The fact that a compelling interpretation of Scripture that affirms same-sex relationships even exists—and just as importantly, that it has increasing visibility within the broader evangelical community—is already changing the parameters of what many evangelicals believe they can faithfully consider. It is a critical seed that has now been planted, and as more LGBT people come out in evangelical families and churches, it will slowly sprout. People like my dad, who had never before considered an alternative theological perspective, will consider it carefully, and many of them will change their minds.
That likelihood is ironically reflected in a recently-published internal InterVarsity document, in which InterVarsity encourages their staff to read God and the Gay Christian but “not get bogged down in endless analysis” of my arguments, lest they end up changing their current “view of God’s revelation.” In other words, take a look at the book, but don’t think about it too much!
In all of the leadership development cohorts I have run through The Reformation Project, I have never once discouraged people from reading non-affirming arguments carefully, or from getting “bogged down in endless analysis” of them. That’s because I have confidence that the best LGBT-affirming arguments are much stronger than the best non-affirming arguments, and I’m not afraid that people will change their minds. InterVarsity is right to lack that same confidence, however, because their arguments are persuading fewer people—and fewer evangelicals—every day. And critically, they’re persuading fewer evangelicals not because the belief that same-sex relationships are sinful is on the “wrong side of history,” but because it is untrue, unjust, poorly supported by Scripture, and deeply harmful to LGBT people.

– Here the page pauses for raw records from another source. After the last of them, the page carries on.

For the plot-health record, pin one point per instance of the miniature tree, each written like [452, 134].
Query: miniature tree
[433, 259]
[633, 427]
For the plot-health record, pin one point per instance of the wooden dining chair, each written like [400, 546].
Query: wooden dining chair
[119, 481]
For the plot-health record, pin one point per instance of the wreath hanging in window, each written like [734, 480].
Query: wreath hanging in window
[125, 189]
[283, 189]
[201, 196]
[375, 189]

None of this, I should be clear, means that the process of the evangelical church becoming affirming of same-sex relationships will be quick or easy. Although non-affirming leaders in the church cannot stop the majority of evangelicals from eventually changing their minds, they can certainly make it a painful, drawn-out, and often divisive process. Decisions like InterVarsity’s are lamentable because of the very real harm they inflict on people and the distorted message they send about Jesus to the world. The choice of many evangelical leaders and organizations to double down on their opposition to LGBT inclusion comes at a high price: tremendous pain and suffering of LGBT people in their churches and communities. For that reason, affirming evangelicals are right to be upset at these decisions.

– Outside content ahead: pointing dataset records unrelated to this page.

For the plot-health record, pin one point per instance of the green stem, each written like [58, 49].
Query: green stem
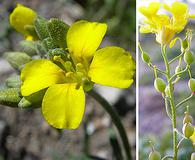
[172, 103]
[167, 107]
[159, 70]
[185, 100]
[166, 157]
[116, 120]
[176, 58]
[183, 71]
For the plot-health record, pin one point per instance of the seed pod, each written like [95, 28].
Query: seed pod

But we are upset because of the harm the decisions cause today, not because they will change the long-term trajectory of the evangelical church. One hundred years from now, I think it is quite likely that every Protestant denomination and every evangelical church will be LGBT-affirming.* The question, to my mind, is not whether that will happen, but simply how long it will take and how much damage will be done to LGBT people and to the name of Jesus in the meantime. The reason The Reformation Project exists is to accelerate that process and to minimize the damage, and the number of evangelicals who stand with us keeps growing, bit by bit, every day.
*Edit: As Ross Douthat helped me to consider on Twitter after posting this, the future of the Roman Catholic Church is more difficult to predict due to its unique institutional constraints. While I think every branch of Christianity will look remarkably different on LGBT inclusion in a hundred years, and while I do believe that the Catholic Church will eventually bless same-sex unions, that particular timeline is more difficult to predict.